INDIRECTION: An opponent's failure to directly respond to a question wins you a point.
This applies to specific prompts and specific responses only, meaning you have to ask
something that explicitly indicates their personal opinion is being requisitioned.
This includes statements like, 'what do you think about X', or 'do you agree that X'.
These prompts require one of the affirmation or denial statements to be given by your
opponent in their very next sentence (teaching them to be direct). Failure to do this
counts as an indirect response. Similarly, if their response includes an affirmation
or denial, but is in reference to a different subject-verb combination than the one
that was used by the prompting question, this counts as an indirect response. Three
indirect responses automatically wins you the game. These stack and do not have to be
back to back. Both indirect and agnostic responses count towards this 3-point total.
AGNOSTIC RESPONSES: Statements from your opponent of opinion-ambiguity like, 'I don't
know', 'I'm not sure', 'I don't understand what you mean', or simply, 'What do you
mean,' win you a point. Three of these statements automatically wins you the game.
These stack and do not have to be back to back. Both indirect responses and agnostic
responses count towards the same 3-point winning total. If someone gives an agnostic
response as an indirect response, this counts as double points, but this is a
tentative rule and is subject to changes. Plain requests for more information that
don't make reference to the speaker, meaning statements like, "Explain what you mean,"

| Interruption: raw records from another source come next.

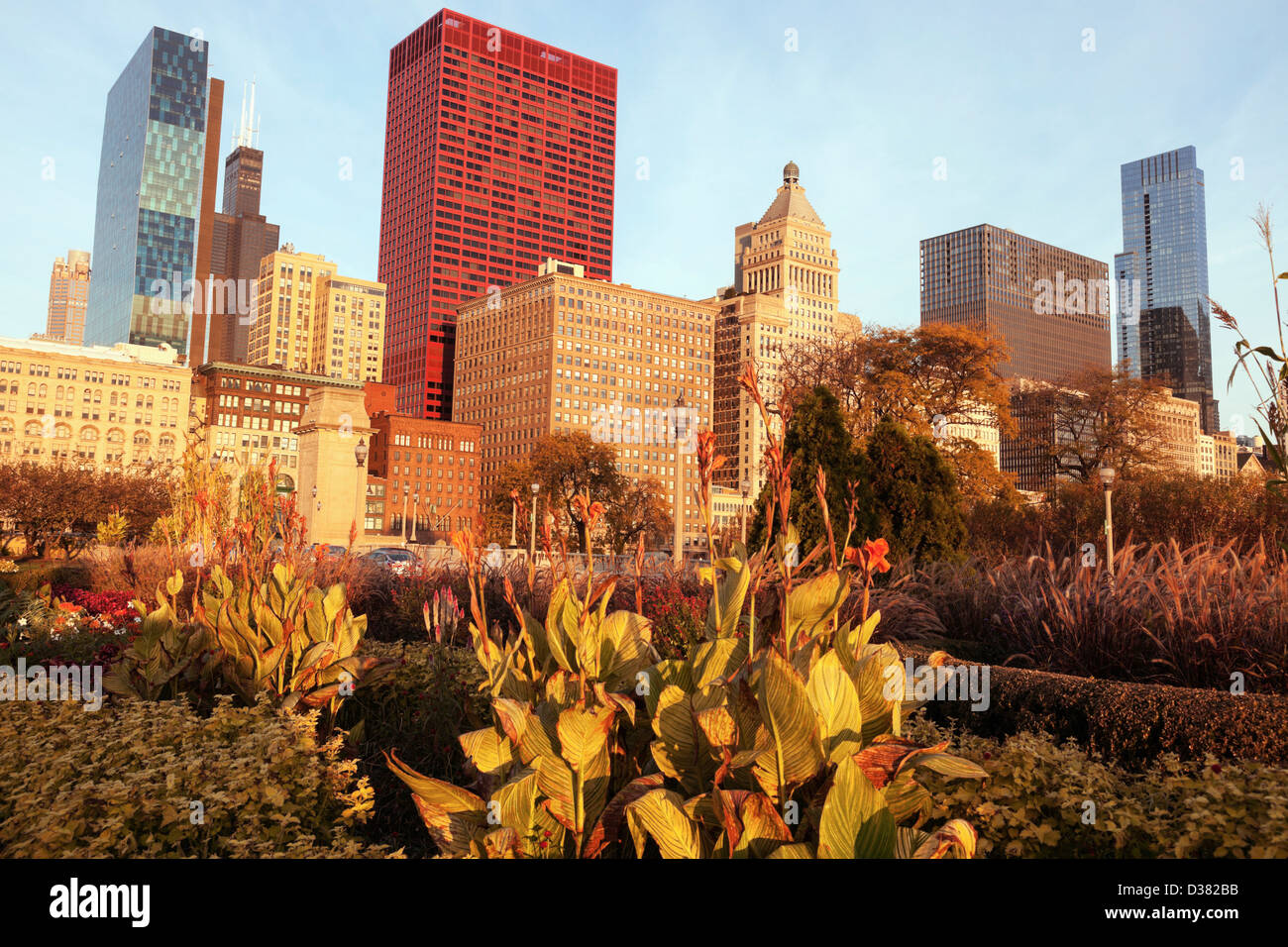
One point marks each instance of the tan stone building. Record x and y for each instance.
(565, 354)
(314, 321)
(250, 414)
(785, 291)
(1181, 429)
(68, 294)
(107, 407)
(430, 474)
(1218, 455)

that don't use the word 'I', do not count as an agnostic response. The reason we track
these at all is because misdirection and confusion are valid and useful tactics when
arguing with people.
CONCATENATIONS: If you say you dis/agree with X but as your next statement you say you
dis/agree with X and/or Y, then this only counts as one denial/affirmation instead of
two. The reason we count conjunctions and disjunctions as saved statements is because
the re-iteration and concatenation of prior statements or beliefs slows down the
conversation and forces both sides to pace at a more appropriate speed. Slower, more
cautious thoughts tend to be far more exact. In formal logic 'but' counts as an 'and',
but for the purposes of this game it doesn't.

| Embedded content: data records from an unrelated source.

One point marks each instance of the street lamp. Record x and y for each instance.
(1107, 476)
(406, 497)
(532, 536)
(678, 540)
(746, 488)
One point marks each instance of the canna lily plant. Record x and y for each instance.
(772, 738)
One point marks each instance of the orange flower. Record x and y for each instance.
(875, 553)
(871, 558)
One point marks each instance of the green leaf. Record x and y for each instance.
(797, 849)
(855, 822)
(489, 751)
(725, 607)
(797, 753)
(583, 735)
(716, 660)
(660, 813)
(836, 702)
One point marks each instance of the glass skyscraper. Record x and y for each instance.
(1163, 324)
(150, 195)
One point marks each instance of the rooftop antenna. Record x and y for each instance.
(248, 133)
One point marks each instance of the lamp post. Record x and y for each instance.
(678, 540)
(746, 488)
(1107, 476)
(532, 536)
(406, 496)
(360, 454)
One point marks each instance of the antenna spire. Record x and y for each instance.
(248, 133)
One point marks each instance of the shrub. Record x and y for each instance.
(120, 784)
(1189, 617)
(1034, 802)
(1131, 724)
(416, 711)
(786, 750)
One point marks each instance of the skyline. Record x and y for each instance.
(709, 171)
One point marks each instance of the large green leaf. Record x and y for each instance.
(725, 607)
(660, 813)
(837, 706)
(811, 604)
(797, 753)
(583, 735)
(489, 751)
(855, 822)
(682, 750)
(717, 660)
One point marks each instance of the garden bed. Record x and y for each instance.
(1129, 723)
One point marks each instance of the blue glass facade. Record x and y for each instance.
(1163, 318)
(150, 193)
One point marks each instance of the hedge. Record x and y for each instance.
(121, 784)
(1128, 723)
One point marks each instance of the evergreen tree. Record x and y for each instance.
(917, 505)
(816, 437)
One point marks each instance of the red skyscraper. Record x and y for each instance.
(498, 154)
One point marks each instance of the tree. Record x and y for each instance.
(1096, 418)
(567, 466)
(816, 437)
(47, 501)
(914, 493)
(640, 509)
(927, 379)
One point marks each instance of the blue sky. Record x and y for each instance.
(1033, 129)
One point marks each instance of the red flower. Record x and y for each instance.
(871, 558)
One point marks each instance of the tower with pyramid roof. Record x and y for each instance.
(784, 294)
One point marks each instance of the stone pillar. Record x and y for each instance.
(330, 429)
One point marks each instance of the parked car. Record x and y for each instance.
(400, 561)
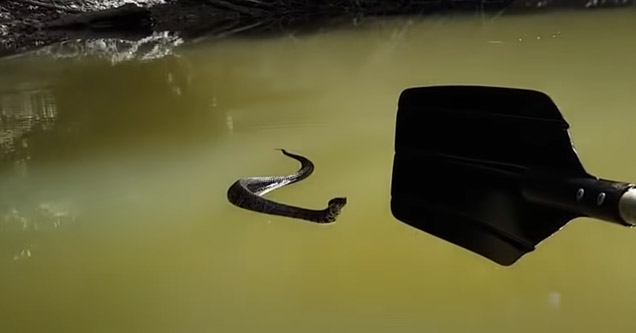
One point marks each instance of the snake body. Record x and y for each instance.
(247, 193)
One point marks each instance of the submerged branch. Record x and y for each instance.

ALTERNATIONS: Alternating your own responses from affirmation to denial or vice versa
is the only way to stop your opponent from scoring points on you. Why is the game set
up this way? What advantage does this give you in real life arguments? This makes your
position seem way more dynamic than it actually is, makes it much harder for people to
mount attacks on your views, forces you to substantially broaden how you talk about
your positions on things, and in turn makes you sound far more intelligent than you
actually are. This is all fair play in rhetoric but without education in formal logic
this will also probably turn you into a sophist, so ideally you would practice both.
:: Miscellaneous ::
It should be noted that what wins you points in this game is what your opponent says,
not what you say (at least not directly). The point of this game is to control how
someone else talks, which is a very specific kind of skill, a very powerful skill.

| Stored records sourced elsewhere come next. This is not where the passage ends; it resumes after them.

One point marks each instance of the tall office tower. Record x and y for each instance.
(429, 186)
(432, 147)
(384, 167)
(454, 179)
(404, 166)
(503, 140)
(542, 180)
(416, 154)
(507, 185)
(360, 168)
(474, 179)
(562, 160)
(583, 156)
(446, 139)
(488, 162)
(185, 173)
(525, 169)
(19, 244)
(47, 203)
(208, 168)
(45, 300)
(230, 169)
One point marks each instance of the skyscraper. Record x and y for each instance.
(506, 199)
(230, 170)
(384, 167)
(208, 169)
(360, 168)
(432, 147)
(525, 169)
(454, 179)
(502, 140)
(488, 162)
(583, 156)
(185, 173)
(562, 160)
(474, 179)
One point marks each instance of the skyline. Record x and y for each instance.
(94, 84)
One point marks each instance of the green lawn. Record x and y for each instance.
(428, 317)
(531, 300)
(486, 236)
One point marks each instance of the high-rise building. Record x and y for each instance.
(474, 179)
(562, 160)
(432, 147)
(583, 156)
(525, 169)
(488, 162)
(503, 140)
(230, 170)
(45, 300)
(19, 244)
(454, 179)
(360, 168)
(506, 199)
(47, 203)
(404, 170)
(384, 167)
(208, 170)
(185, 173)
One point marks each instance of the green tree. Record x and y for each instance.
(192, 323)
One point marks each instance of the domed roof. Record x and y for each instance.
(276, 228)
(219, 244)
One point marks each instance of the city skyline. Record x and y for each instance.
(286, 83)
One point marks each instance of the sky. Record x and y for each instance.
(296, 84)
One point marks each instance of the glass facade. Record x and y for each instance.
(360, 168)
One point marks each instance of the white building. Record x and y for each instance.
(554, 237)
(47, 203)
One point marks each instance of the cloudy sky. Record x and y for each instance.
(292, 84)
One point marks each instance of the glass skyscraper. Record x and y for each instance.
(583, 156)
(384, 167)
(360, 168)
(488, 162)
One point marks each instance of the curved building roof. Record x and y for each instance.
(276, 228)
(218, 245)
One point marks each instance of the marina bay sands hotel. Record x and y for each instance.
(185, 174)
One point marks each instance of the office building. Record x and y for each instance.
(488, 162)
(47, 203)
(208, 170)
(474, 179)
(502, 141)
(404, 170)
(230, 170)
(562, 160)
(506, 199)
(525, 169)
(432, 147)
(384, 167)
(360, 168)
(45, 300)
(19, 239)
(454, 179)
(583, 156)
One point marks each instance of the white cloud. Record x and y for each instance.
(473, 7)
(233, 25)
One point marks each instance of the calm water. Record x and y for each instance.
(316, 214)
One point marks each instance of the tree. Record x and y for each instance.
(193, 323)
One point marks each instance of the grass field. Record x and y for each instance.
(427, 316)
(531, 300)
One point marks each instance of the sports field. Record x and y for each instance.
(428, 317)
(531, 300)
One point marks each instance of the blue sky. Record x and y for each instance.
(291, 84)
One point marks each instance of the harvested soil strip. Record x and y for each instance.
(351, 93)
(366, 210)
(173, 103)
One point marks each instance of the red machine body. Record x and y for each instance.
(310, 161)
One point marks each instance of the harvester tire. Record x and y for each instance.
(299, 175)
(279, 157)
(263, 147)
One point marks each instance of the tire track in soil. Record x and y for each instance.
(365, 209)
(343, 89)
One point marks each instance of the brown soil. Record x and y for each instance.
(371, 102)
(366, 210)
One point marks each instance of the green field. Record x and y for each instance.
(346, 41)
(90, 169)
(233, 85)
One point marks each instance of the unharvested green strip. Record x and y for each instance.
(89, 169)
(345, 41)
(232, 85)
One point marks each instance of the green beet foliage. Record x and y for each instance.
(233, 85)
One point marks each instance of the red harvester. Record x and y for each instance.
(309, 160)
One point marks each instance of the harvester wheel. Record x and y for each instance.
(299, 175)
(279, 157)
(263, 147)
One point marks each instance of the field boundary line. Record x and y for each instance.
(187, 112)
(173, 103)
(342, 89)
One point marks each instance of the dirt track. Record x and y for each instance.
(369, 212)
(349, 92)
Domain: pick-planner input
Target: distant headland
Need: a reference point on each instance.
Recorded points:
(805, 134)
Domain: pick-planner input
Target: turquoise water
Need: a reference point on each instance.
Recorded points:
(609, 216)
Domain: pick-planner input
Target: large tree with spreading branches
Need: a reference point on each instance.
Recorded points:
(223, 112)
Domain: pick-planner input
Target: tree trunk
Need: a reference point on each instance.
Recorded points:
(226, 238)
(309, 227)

However, bouncing yes's and no's out of someone doesn't necessarily mean you've
convinced anyone of anything, so why is this called A Convincing Game? What you will
find is that as you get better at this game, you are developing real rhetorical skills
and ethos plus pathos forms of argumentation that really do make you better at
convincing people of things. In fact, it has been the experience of those of us who
have played for a long time that this form of arguing with people is passively
convincing and will get people to agree with you fairly rapidly about things they may
otherwise have strong convictions about, making you sound far more agreeable than you
actually are and making this a highly practical skill for navigating the world.
This game was published for the fifth anniversary of the Diogenesis Table Society.